Tentu saja wacana ini menimbulkan pro dan kontra di kalangan masyarakat Jogjakarta. Bahkan Gubernur DIY Sri Sultan Hamengku Buwono X sampai turut angkat bicara. Secara tegas orang nomor satu di keraton Jogjakarta itu menolak wacana tersebut. Sultan menginginkan Jogjakarta maju dan terkenal karena budaya dan keramahannya, bukan karena sisi gelapnya. Janganlah menghalalkan segala cara untuk mencapai sesuatu yang kemungkinan besar akan menimbulkan gesekan-gesekan di masyarakat.

Sebenarnya sudah menjadi rahasia umum bahwa dunia pariwisata ujung-ujungnya akan berkaitan dengan dunia malam atau sejenisnya. Setiap lokasi wisata yang terkenal dan maju umumnya juga memiliki wisata seks yang maju pula. Misalnya saja negara tetangga kita Thailand yang sangat maju dalam pariwisata. Disana wisata seks diolah dan digarap sedemikian rupa sehingga menarik minat turis asing untuk berdatangan. Seks menjadi hal yang umum di negara itu. Tetapi ekses negatifnya adalah penyebaran dan penularan HIV/AIDS juga berkembang pesat juga disana.

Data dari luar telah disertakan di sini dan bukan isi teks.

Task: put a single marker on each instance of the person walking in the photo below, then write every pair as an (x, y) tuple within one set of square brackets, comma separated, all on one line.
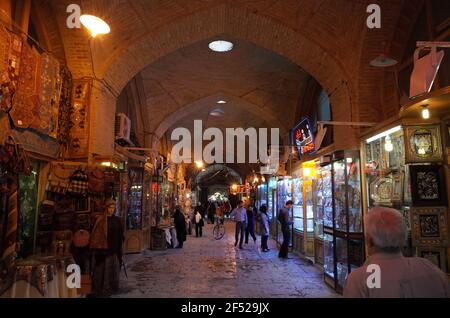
[(240, 217), (285, 219), (264, 220), (198, 224), (250, 229), (211, 211), (106, 245), (180, 227), (400, 277)]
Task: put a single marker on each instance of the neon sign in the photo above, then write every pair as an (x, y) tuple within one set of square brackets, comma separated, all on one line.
[(304, 138)]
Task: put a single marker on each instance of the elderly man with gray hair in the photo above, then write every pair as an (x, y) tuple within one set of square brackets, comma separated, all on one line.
[(387, 274)]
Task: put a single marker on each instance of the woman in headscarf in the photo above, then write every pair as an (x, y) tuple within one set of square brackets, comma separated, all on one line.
[(106, 244), (180, 227)]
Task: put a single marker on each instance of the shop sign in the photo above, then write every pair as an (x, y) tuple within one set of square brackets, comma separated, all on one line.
[(303, 138), (157, 179)]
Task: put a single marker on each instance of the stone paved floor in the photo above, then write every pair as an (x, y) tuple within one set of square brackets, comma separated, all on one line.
[(209, 268)]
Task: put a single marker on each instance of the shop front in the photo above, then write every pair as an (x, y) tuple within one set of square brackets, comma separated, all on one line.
[(343, 240), (406, 167), (272, 205), (303, 209), (284, 194), (137, 228)]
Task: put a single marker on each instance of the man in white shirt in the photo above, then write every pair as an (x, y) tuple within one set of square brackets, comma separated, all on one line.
[(239, 214), (399, 277)]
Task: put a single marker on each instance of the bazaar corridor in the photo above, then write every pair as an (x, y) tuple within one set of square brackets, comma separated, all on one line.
[(320, 127), (205, 267)]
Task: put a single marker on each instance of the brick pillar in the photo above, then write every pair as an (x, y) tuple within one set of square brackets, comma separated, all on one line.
[(6, 11), (345, 137), (22, 14), (102, 121)]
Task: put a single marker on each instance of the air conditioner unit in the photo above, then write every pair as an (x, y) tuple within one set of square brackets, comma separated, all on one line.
[(123, 127)]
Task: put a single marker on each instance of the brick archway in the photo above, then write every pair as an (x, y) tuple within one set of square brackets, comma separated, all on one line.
[(121, 67), (191, 109)]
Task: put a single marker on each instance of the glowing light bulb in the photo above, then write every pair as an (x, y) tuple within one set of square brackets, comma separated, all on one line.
[(388, 146), (95, 25), (425, 113)]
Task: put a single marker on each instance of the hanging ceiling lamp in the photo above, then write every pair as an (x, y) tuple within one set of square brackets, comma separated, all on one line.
[(383, 60), (95, 25)]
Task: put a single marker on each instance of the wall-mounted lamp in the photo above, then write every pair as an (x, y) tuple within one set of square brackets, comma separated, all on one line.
[(388, 146), (425, 112), (95, 25)]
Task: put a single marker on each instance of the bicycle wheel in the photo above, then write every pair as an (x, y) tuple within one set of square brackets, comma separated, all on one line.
[(218, 231)]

Sebagai orang yang pernah sedikit mengenyam ilmu dan berkecimpung di dunia pariwisata, saya tahu betul dilema-dilema dalam memajukan pariwisata di negara kita. Salah satunya adalah seperti hal diatas. Yang mungkin tidak pernah dipikirkan banyak orang adalah mengapa kita tidak mencari terobosan atau inovasi baru yang lebih fresh dan khas daripada melulu mengutak-atik seks sebagai sebuah komoditi wisata. Misalnya saja menggagas wisata buku atau wisata cyber yang banyak menggeliat di kota ini. Bukankah lebih baik kita menciptakan trend daripada mengekor trend? Siapa tahu hasilnya malah lebih menjanjikan…

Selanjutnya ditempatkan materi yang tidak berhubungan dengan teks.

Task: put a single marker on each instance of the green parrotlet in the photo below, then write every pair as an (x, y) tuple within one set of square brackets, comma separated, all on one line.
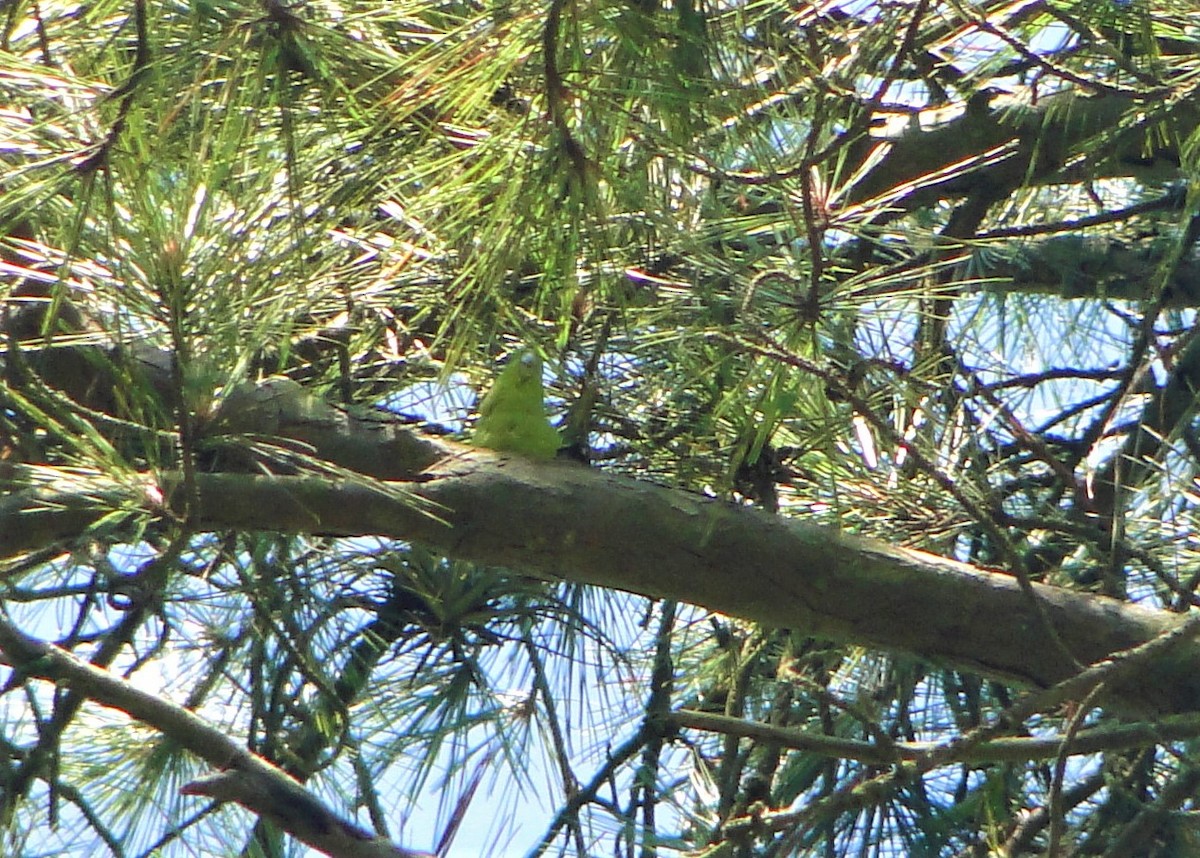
[(513, 417)]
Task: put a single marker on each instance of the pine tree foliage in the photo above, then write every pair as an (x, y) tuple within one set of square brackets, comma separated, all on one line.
[(921, 271)]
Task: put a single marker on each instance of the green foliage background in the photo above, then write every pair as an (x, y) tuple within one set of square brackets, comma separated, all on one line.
[(918, 270)]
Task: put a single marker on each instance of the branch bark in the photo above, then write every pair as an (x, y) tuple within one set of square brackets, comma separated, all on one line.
[(563, 521)]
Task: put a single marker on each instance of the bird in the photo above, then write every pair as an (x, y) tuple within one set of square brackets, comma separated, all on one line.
[(513, 415)]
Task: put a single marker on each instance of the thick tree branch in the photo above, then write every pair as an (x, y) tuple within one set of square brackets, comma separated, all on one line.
[(561, 520)]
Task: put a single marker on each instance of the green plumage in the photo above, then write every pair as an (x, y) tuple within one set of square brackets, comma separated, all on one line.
[(513, 415)]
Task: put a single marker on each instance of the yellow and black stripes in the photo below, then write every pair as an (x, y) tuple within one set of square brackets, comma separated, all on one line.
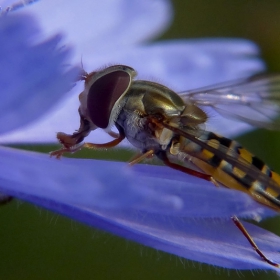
[(234, 167)]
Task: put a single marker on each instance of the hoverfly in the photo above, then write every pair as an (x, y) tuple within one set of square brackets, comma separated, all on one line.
[(168, 125)]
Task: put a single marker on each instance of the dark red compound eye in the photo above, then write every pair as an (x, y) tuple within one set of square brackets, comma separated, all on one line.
[(103, 94)]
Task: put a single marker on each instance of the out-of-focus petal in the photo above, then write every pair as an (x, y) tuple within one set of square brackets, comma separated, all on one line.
[(33, 75), (179, 64), (162, 212), (103, 25)]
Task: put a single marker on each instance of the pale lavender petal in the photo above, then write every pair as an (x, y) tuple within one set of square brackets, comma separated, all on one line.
[(181, 64), (162, 212), (93, 25), (33, 74)]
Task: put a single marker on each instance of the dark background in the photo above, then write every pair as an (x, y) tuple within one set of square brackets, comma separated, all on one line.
[(37, 244)]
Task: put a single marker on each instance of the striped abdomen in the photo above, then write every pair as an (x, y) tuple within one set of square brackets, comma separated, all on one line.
[(234, 167)]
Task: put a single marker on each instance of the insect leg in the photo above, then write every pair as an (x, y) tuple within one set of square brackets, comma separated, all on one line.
[(110, 144), (141, 157), (162, 155), (252, 242)]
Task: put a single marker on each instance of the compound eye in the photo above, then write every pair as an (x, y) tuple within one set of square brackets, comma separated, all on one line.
[(104, 93)]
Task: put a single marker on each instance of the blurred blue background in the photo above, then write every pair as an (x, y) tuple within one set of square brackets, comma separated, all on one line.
[(37, 244)]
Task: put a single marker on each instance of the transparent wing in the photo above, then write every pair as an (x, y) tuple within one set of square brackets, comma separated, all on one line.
[(254, 100)]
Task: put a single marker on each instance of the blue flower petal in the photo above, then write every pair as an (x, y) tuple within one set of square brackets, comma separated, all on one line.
[(34, 74), (94, 25), (180, 64), (162, 212)]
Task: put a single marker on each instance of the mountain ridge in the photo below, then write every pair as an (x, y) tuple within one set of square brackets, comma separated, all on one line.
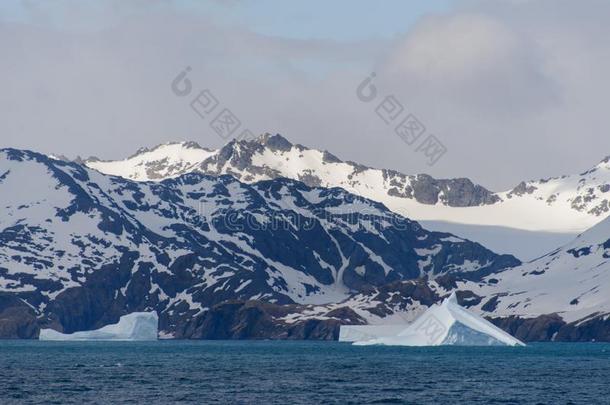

Lepas dari itu semua, biarlah orang-orang pintar dan berkompeten yang berwacana di publik dan memikirkannya. Sebagai orang biasa, kita hanya bisa melihat dan mungkin sedikit mengkritisinya seperti ini saja. Biarlah Sarkem tetap dengan dunianya, melepaskan syair-syair malam diantara masyarakat Jogja yang sedang berubah. Yang penting sekarang ini seperti alunan lagu Kla Project...NIKMATI BERSAMA SUASANA JOGJA dengan segala warna-warninya.

Jogjakarta, 13 Desember 2007

4 komentar:

Mira Maulia mengatakan...

Lho, aku baru tau Sarkem tempat gituan... Pasar kembang, tapi jarang liat jualan kembang...

By the way, as people in general, apa kita ga boleh ikut andil dlm memajukan wisata? Kalo cuma melihat & mengkritisi rasana pasti gemes sekali kan ya...
But, I do agree that being a trendsetter could be better than just follow the others. Tapi sekali lagi, yg namanya trend baru, kadang ga bisa diterima begitu aja sm masyarakat. Semakin fresh idenya, mungkin semakin banyak kontroversinya. But if we dare to take the risks, why not?
;)

Anyway, blognya bagus deh, Mbah...
I heart it banget deh.
Salam kenal ya... :)
Maaf, tiba2 ngoceh disini... Hehehe...



Best regards from me...

Anonim mengatakan...

asyik juga dijadikan wisata seks. bisa nambah income daerah...hehe

ech0L mengatakan...

waaaaaaaawww..

di cirebon ada gak yaaa? ? ?

bikin donk. . . .hwakakakakakak

BUJANGAN mengatakan...

Kayak nya di segala tempat ada yang kaya gitu deh ,
di tempat ku juga ada,
tepatnya di Ciregol kutamendala tonjong brebes.
Disitu pusat warung remang remang eemang tempat nya kecil dan jauh dari pemukiman desa.